- Born: Roland Hess 2 December 1920 Hamburg, Germany
- Died: 21 June 2014 (aged 93) London, England
- Occupation: Journalist
- Known for: Biographer of Lord Acton
- Father: Rudolf Hess
- Allegiance: United Kingdom
- Branch: British Army
- Service years: 194?-45
- Conflicts: World War II

= Roland Hill (journalist) =

British journalist and author

Roland Hill (2 December 1920 – 21 June 2014) was a German-born British journalist and author of the first modern biography of Lord Acton.
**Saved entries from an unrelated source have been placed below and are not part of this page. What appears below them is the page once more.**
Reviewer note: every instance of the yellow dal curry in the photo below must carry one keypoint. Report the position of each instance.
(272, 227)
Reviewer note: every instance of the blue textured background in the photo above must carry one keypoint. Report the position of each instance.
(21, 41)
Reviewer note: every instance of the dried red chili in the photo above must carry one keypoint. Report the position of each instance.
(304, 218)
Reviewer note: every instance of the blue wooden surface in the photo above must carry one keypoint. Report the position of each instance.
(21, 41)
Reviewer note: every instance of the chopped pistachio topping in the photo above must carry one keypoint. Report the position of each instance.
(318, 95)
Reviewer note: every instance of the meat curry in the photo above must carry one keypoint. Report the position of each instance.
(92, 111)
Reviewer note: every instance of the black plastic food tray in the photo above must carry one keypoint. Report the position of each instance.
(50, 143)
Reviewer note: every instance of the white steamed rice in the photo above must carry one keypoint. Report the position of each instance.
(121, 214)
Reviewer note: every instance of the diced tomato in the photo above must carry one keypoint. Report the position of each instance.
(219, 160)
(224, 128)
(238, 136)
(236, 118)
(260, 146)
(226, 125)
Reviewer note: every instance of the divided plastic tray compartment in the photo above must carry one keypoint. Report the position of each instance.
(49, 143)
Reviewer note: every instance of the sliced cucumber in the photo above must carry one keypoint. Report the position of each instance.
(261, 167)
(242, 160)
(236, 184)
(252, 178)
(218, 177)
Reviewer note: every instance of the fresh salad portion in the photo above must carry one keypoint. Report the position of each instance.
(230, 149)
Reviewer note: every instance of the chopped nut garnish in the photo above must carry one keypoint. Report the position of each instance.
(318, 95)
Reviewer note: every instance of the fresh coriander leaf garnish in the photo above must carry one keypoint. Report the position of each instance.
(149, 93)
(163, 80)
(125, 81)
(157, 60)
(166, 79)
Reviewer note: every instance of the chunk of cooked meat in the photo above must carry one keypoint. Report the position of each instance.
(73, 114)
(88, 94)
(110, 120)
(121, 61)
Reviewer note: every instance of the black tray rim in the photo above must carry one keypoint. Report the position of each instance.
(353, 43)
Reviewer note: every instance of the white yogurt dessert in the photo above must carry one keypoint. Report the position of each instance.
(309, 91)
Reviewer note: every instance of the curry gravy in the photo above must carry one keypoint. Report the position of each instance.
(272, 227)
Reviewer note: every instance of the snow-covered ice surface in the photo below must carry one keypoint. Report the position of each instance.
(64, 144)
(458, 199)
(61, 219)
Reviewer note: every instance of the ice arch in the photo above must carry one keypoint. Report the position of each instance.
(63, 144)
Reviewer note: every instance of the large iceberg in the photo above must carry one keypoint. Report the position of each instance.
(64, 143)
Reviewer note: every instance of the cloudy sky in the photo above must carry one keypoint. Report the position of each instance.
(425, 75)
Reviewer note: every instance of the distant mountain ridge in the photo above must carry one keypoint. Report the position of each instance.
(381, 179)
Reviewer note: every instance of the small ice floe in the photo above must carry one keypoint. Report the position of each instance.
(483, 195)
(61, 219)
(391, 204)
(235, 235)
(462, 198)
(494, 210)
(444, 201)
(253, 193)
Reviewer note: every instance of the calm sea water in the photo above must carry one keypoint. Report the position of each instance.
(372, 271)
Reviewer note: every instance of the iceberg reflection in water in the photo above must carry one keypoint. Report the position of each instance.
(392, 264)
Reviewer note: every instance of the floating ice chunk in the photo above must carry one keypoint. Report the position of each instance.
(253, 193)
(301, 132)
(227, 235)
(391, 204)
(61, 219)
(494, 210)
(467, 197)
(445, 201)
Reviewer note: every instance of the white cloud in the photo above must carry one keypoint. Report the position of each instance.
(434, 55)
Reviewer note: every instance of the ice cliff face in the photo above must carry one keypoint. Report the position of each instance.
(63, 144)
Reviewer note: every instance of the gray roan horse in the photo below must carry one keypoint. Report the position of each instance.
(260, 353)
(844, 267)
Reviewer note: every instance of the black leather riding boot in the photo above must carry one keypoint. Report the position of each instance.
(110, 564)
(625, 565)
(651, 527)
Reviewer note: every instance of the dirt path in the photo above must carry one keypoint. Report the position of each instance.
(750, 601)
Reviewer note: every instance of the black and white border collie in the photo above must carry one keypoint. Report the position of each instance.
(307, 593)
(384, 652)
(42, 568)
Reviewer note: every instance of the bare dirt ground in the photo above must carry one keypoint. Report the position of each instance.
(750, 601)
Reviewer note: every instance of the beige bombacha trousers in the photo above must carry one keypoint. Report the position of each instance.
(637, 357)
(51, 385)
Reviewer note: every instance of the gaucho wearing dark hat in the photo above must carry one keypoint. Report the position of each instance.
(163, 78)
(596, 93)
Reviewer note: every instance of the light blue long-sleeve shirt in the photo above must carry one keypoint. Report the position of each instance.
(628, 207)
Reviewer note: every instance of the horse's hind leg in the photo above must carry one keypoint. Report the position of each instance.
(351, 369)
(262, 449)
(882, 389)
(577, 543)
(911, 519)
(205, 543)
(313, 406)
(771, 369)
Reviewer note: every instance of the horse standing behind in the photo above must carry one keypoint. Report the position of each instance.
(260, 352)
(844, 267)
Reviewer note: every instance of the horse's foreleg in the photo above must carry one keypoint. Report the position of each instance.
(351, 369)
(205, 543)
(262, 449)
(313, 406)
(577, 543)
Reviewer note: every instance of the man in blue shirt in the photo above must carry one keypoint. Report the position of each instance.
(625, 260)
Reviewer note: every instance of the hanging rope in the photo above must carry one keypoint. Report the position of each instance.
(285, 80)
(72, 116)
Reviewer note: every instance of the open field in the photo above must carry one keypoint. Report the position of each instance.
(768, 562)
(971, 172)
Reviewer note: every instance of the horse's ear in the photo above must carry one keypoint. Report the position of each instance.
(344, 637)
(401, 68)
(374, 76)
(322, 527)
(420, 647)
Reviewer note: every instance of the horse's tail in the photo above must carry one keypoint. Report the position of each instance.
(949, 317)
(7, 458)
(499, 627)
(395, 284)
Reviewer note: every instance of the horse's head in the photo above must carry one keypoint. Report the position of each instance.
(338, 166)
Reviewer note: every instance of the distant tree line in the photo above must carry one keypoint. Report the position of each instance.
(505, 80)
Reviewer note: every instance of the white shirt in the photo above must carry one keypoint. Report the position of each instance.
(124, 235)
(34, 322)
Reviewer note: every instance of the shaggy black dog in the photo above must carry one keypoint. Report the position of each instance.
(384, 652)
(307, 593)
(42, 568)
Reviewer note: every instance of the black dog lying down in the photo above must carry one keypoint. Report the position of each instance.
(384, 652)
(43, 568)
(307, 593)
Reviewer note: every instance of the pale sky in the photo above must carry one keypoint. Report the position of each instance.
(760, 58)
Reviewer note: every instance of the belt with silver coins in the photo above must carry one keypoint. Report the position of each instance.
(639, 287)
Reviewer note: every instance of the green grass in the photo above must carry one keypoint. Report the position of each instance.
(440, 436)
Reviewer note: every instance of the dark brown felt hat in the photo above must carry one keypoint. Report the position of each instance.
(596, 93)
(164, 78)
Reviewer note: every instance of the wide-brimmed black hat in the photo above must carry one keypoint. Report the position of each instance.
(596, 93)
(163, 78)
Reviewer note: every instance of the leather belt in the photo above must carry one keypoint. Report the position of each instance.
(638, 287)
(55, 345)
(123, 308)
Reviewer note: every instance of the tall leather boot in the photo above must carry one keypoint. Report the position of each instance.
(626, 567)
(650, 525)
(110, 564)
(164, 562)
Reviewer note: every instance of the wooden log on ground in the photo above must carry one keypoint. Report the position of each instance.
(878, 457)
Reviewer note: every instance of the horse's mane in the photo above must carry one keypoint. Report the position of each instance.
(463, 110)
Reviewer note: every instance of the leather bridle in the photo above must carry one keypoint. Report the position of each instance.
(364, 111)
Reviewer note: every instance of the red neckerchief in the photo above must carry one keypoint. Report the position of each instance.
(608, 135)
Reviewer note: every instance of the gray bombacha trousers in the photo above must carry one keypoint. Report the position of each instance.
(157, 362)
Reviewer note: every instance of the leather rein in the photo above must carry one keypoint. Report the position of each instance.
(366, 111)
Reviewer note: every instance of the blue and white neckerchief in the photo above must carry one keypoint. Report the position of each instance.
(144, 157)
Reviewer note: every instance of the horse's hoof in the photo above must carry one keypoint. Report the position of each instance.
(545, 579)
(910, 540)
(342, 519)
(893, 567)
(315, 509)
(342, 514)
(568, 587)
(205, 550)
He was born in Hamburg to Rudolf Hess (a sugar trader) and to his mother, an opera singer. Both his parents were Jews but they brought Roland up as a Lutheran. After Hitler's rise to power, the family moved successively to Prague, Vienna and then Milan. In 1937, in Vienna, he was received into the Catholic Church. He took up journalism and at the outbreak of the Second World War he was in London, working for Austrian and German newspapers. In 1940 he was briefly interned on the Isle of Man as an enemy alien. He later joined a Scottish Infantry regiment in the British Army, changing his name in case he was captured.

In London, where he died, he worked for The Tablet and as correspondent for the Frankfurter Allgemeine Zeitung, Die Presse and others.

==Works==
- Lord Acton (Yale University Press, 2000).
- A Time Out of Joint: A Journey from Nazi Germany to Post-War Britain (I B Tauris & Co, 2007).